Dal 1° gennaio 2026 entra in vigore un aumento della tassazione sulle garanzie accessorie Assistenza stradale e Infortuni del conducente, con un impatto diretto, seppur contenuto, sul portafoglio dei consumatori. La Legge di Bilancio 2026 ha uniformato le imposte di queste coperture all’aliquota del resto delle garanzie assicurative, portandole al 12,5%: fino al 2025 erano rispettivamente al 10% e al 2,5%.
Tuttavia, il legislatore ha stabilito che le compagnie devono assorbire due terzi dell’aumento, lasciando ai clienti solo un terzo dell’incremento complessivo.
In termini concreti, per l’Infortuni del conducente l’aumento di 10 punti percentuali sul premio imponibile si traduce in un rialzo medio di circa 2,60€, di cui 0,87€ a carico del cliente. Per l’Assistenza stradale l’impatto è più lieve: l’incremento di 2,5 punti percentuali si traduce in circa 0,52€, di cui solo 0,17€ pagati dal cliente. Chi sceglie entrambe le garanzie vedrà quindi un aumento complessivo di circa 1,04€.

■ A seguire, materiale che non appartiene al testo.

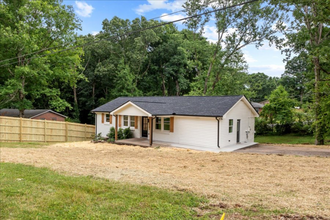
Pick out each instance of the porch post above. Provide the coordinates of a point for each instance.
(116, 128)
(151, 131)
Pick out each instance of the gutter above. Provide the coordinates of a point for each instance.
(218, 132)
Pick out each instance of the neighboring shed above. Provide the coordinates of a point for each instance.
(205, 121)
(42, 114)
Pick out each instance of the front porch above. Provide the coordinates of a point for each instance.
(144, 142)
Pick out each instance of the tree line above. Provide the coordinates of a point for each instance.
(45, 64)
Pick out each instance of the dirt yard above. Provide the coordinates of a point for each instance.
(299, 150)
(282, 182)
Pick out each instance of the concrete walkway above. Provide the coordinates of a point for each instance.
(145, 143)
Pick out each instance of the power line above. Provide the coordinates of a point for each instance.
(133, 32)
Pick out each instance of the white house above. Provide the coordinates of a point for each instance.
(203, 121)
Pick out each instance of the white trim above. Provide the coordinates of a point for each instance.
(246, 103)
(130, 103)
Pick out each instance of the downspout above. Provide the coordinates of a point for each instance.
(218, 138)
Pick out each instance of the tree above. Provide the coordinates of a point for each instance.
(32, 35)
(296, 77)
(279, 110)
(237, 27)
(261, 86)
(308, 31)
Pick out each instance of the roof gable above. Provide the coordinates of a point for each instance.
(204, 106)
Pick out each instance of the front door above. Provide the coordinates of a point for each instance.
(144, 126)
(238, 129)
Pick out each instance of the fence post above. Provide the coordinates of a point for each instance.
(45, 131)
(20, 129)
(66, 132)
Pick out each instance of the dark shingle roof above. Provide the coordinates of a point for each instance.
(177, 105)
(27, 113)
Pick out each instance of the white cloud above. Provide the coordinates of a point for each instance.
(172, 17)
(248, 57)
(83, 9)
(94, 33)
(266, 46)
(270, 70)
(210, 32)
(159, 4)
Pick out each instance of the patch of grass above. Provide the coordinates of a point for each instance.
(23, 144)
(38, 193)
(287, 139)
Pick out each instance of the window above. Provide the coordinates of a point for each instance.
(107, 117)
(132, 121)
(166, 124)
(158, 123)
(231, 122)
(125, 120)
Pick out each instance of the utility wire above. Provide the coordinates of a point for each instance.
(132, 32)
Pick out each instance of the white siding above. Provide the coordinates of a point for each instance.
(244, 113)
(130, 110)
(191, 131)
(104, 128)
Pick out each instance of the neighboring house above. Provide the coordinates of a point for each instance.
(42, 114)
(257, 106)
(192, 120)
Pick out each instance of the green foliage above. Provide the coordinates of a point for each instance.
(262, 127)
(279, 110)
(33, 27)
(306, 33)
(260, 85)
(28, 193)
(237, 27)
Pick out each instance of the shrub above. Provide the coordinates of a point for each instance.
(98, 137)
(122, 134)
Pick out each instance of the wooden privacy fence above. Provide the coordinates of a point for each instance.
(32, 130)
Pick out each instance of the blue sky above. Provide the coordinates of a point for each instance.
(266, 59)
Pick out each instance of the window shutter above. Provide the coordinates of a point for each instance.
(136, 122)
(171, 124)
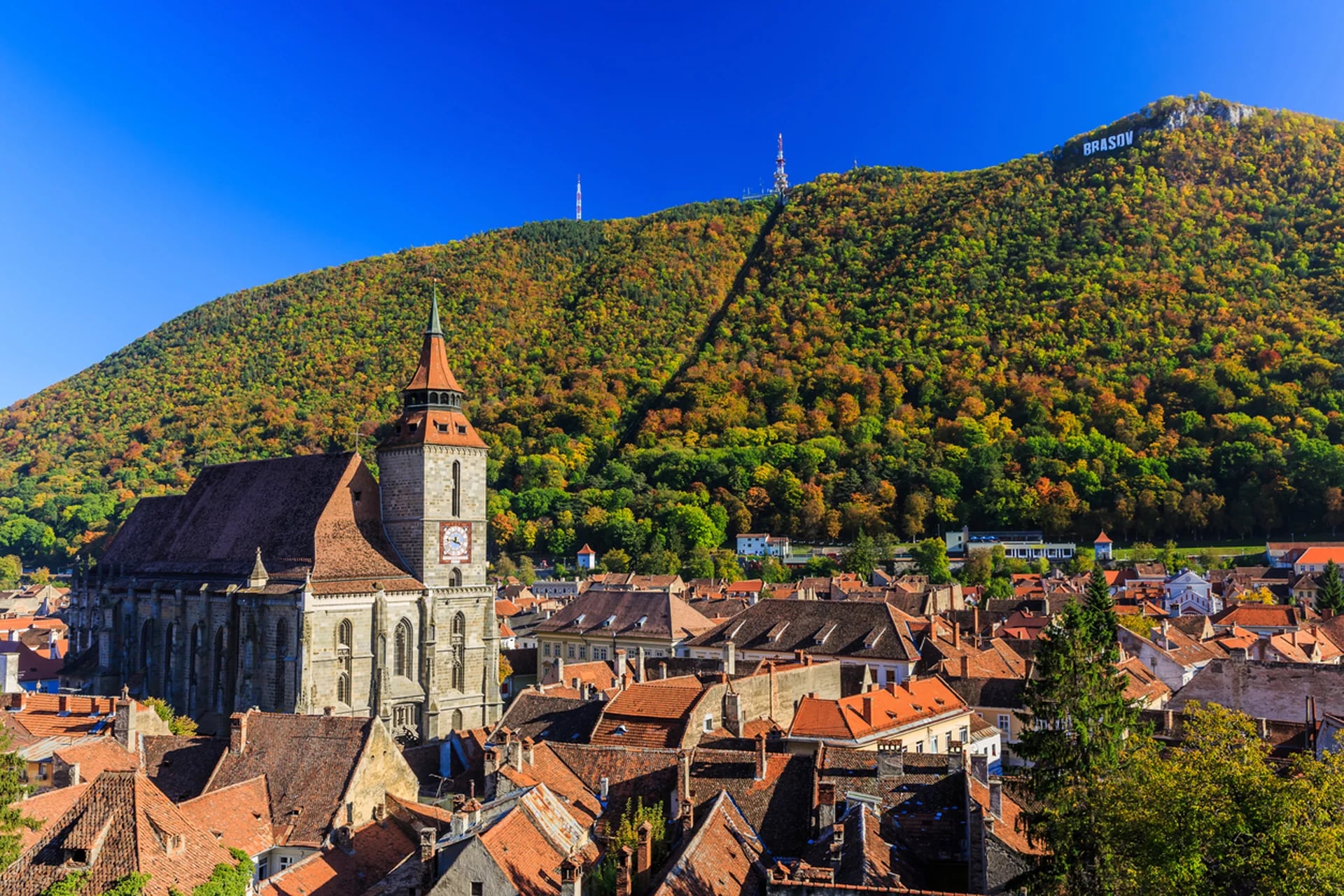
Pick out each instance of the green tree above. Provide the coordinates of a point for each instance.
(1331, 597)
(1075, 726)
(860, 558)
(526, 571)
(11, 567)
(616, 561)
(699, 564)
(930, 558)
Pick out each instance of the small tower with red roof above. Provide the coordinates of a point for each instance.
(588, 558)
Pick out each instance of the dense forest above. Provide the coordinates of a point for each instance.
(1145, 340)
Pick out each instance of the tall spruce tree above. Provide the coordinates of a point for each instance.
(1075, 726)
(1331, 596)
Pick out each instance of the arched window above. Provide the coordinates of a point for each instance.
(402, 649)
(277, 681)
(457, 488)
(458, 652)
(343, 688)
(218, 680)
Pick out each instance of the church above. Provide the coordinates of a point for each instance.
(304, 584)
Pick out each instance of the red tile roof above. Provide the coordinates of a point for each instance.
(238, 816)
(377, 848)
(127, 825)
(875, 711)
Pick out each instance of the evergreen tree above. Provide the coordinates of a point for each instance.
(1331, 596)
(1077, 722)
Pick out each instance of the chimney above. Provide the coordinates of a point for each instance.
(10, 669)
(237, 732)
(891, 760)
(489, 769)
(571, 876)
(644, 858)
(622, 872)
(956, 758)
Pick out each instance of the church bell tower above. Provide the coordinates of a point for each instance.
(432, 475)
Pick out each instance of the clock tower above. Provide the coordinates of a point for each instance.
(433, 476)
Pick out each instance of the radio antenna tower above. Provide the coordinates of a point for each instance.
(781, 181)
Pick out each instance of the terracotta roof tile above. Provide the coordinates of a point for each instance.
(127, 825)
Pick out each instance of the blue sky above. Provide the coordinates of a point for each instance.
(156, 158)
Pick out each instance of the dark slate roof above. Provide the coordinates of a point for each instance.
(316, 512)
(1265, 690)
(1000, 694)
(794, 625)
(308, 762)
(182, 766)
(601, 613)
(555, 719)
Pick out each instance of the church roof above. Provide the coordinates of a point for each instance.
(314, 514)
(433, 371)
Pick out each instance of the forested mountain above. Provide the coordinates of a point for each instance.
(1145, 339)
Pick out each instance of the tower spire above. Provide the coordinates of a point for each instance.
(435, 330)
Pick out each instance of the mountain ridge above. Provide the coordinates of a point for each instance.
(851, 377)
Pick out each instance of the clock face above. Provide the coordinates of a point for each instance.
(454, 543)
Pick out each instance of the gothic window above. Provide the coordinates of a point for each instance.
(457, 488)
(344, 643)
(343, 688)
(279, 676)
(402, 650)
(458, 652)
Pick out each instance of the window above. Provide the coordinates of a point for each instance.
(457, 488)
(343, 688)
(458, 652)
(402, 650)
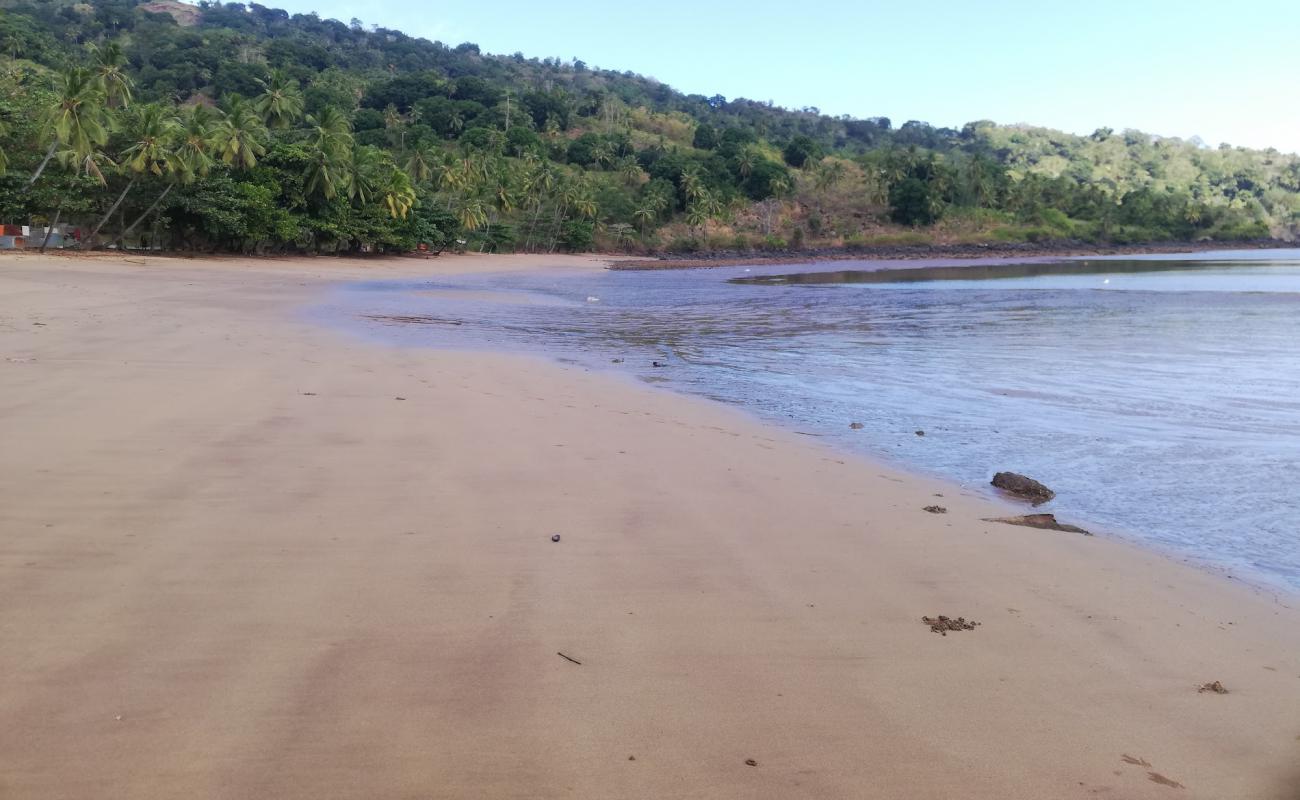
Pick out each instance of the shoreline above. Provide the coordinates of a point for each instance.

I dati del portale Segugio.it mostrano come queste garanzie siano molto richieste: nel 2025 il 46,6% degli utenti ha aggiunto l’Assistenza stradale alla propria Rc Auto, con un premio medio di 22,99€, mentre il 30,3% ha optato per l’Infortuni del conducente, a 26,65€ di media. Nonostante l’aumento delle tasse, l’utilizzo dei comparatori online può ridurre significativamente i costi: l’Osservatorio assicurativo di Segugio.it stima che nel gennaio 2026 il risparmio medio ottenibile fosse del 36% per l’Assistenza stradale (pari a 8,75€) e del 35,6% per l’Infortuni del conducente (9,46€), con vantaggi che si estendono anche ad altre garanzie accessorie.
“In ogni occasione nella quale si riscontrano aumenti dei premi piccoli o grandi è importante ricordare che il mercato assicurativo auto e moto è ormai altamente competitivo e con logiche di tariffazione molto personalizzate per il singolo consumatore”, commenta Emanuele Anzaghi, Amministratore Delegato di Segugio.it Broker. “Questo significa che attraverso la comparazione non solo si possono riassorbire gli aumenti dei prezzi ma anche risparmiare significativamente rispetto alla polizza attuale”.